Newbury's face, as he spoke, was before her, quietly smiling, its handsome features alive with an exaltation which had both chilled and fascinated the girl looking at him. As she remembered it the thought arose—"he would accept any martyrdom for himself, in defense of what he believes and loves—and therefore he will inflict it inexorably on others. But that's the point! For oneself, yes—but for others who suffer and don't believe!—suffer horribly!"
A look of resolution came into the young face. She tried to rouse Mrs. Betts.
"Please don't cry so!" she said, in distress. "I see what you mean. I'll try and put it to Mr. Newbury. Nobody here, you think, need know anything about you? They'd suppose you'd separated? Mr. Betts would live here, and you would live somewhere else. That's what you mean, isn't it? That's all anybody need know?"
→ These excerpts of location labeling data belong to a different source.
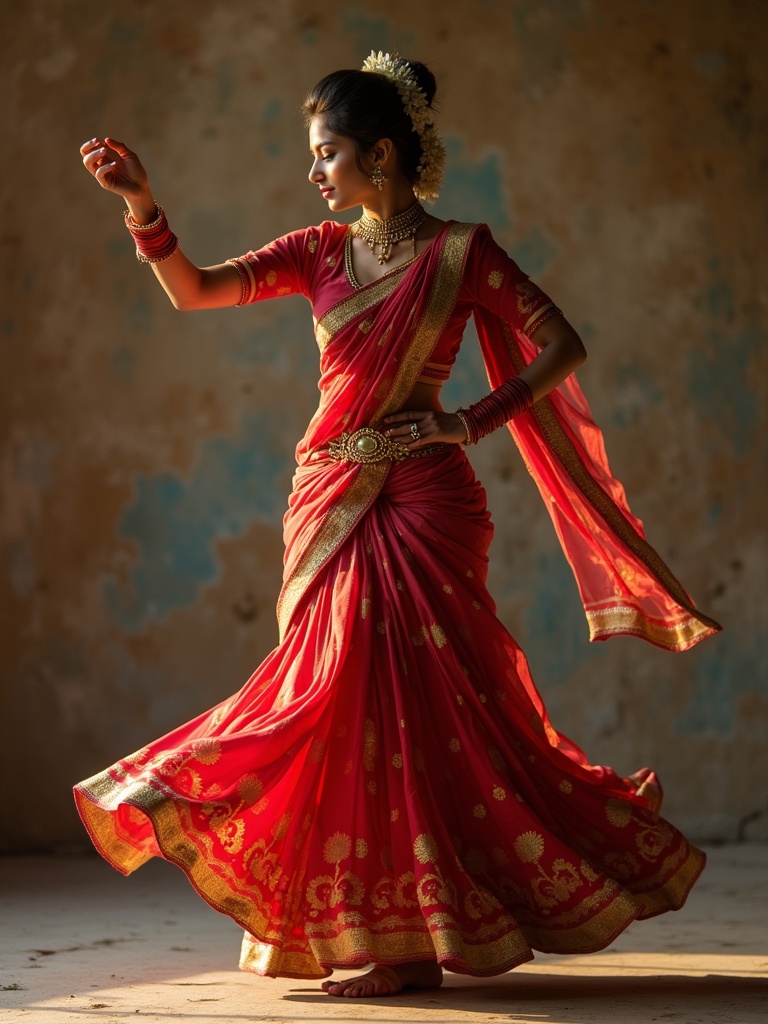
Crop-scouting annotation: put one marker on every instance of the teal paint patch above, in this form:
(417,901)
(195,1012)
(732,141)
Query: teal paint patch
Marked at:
(635,390)
(272,119)
(174,523)
(720,372)
(534,253)
(556,633)
(473,190)
(724,673)
(712,65)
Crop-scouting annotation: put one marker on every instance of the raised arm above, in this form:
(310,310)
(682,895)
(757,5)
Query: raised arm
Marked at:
(119,170)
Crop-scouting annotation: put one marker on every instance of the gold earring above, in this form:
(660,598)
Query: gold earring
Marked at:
(378,177)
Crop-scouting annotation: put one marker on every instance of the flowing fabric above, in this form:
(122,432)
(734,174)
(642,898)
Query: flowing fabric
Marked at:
(387,785)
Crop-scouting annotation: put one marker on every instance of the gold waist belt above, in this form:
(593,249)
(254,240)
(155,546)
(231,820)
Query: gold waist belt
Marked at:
(368,444)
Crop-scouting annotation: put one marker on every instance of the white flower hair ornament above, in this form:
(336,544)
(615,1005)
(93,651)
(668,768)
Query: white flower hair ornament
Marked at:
(427,185)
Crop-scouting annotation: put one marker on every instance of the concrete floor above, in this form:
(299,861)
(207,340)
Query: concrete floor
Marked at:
(79,942)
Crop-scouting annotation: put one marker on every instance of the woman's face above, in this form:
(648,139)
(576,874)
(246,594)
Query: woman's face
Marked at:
(335,168)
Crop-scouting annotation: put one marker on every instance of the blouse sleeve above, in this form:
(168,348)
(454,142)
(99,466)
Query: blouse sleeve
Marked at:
(283,267)
(495,282)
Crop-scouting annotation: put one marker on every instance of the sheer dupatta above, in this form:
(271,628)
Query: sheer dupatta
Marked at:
(624,584)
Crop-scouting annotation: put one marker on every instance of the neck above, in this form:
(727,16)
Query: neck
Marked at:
(390,203)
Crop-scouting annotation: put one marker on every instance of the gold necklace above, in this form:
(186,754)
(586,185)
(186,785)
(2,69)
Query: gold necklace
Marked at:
(385,233)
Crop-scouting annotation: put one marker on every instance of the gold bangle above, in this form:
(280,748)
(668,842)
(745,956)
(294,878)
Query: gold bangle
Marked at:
(131,224)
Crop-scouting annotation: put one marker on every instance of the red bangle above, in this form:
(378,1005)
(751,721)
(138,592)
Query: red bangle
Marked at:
(503,404)
(155,242)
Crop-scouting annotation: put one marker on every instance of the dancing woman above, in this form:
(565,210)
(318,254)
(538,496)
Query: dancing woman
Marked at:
(386,787)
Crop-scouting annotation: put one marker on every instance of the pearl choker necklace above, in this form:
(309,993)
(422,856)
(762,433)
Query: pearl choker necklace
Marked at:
(385,233)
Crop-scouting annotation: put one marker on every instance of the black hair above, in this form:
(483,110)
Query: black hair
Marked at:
(366,107)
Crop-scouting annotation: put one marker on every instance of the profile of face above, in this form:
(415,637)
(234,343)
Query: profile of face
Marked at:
(335,169)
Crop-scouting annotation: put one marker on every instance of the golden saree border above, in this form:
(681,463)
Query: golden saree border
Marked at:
(342,517)
(352,306)
(621,617)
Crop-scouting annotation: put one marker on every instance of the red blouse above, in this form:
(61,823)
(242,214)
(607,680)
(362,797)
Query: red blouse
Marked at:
(311,262)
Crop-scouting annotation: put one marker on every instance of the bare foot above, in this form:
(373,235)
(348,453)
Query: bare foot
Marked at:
(387,979)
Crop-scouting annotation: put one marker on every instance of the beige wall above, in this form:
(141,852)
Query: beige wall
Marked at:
(617,147)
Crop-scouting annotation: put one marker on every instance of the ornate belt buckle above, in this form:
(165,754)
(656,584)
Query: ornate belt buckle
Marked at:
(366,444)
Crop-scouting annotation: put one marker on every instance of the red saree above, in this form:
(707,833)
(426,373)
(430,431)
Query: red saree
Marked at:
(387,785)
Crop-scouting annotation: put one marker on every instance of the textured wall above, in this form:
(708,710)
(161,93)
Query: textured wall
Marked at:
(616,146)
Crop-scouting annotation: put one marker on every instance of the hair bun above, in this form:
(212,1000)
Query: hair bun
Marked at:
(424,78)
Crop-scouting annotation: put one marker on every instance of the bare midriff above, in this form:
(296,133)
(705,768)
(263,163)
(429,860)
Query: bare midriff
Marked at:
(424,398)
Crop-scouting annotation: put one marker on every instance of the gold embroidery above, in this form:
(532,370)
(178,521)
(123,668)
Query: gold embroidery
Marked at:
(619,813)
(679,637)
(337,848)
(438,635)
(529,847)
(333,530)
(425,849)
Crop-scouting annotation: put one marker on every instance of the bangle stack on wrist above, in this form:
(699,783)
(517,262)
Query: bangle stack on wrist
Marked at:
(503,404)
(155,242)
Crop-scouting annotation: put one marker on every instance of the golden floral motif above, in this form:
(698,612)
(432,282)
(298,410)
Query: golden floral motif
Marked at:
(588,871)
(623,865)
(557,888)
(370,745)
(438,635)
(337,848)
(529,847)
(360,848)
(619,813)
(281,826)
(316,751)
(478,903)
(652,841)
(425,849)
Mrs. Betts raised herself.
"That's it. Of course, you see, we might have pretended to accept Lord William's conditions, and then have deceived him. But my husband wouldn't do that. He simply doesn't admit that anybody else here has any right to interfere with our private affairs. But he won't tell lies to Lord William and Mr. Edward. If they won't, they won't!"
She sat up, drearily controlling herself, and began to smooth back her hair and put her hat straight. But in the middle of it she caught Marcia's hand:
"Miss Coryston! you're going to marry Mr. Newbury—because you love him. If I lose John who will ever give me a kind word—a kind look again? I thought at last—I'd found—a little love. Even bad people"—her voice broke—"may rejoice in that, mayn't they? Christ didn't forbid them that."
Her piteous look hung on her companion. The tears sprang to Marcia's eyes. Yet her temperament did not tend to easy weeping; and at the root of her mind in this very moment were feelings of repulsion and of doubt, mingled with impressions of pity. But the hours at Hoddon Grey had been hours of deep and transforming emotion; they had left her a more sensitive and responsive human being.
"I'll do what I can," she said, with slow emphasis. "I promise you that I'll speak to Mr. Newbury."
Mrs. Betts gave her effusive thanks which somehow jarred on Marcia; she was glad when they were over and Mrs. Betts rose to go. That her tearful and disheveled aspect might escape the servants Marcia took her down a side staircase of the vast house, and piloted her through some garden paths. Then the girl herself, returning, opened a gate into a wood, where an undergrowth of wild roses was just breaking into flower, and was soon pacing a mossy path out of sight and sound of the house.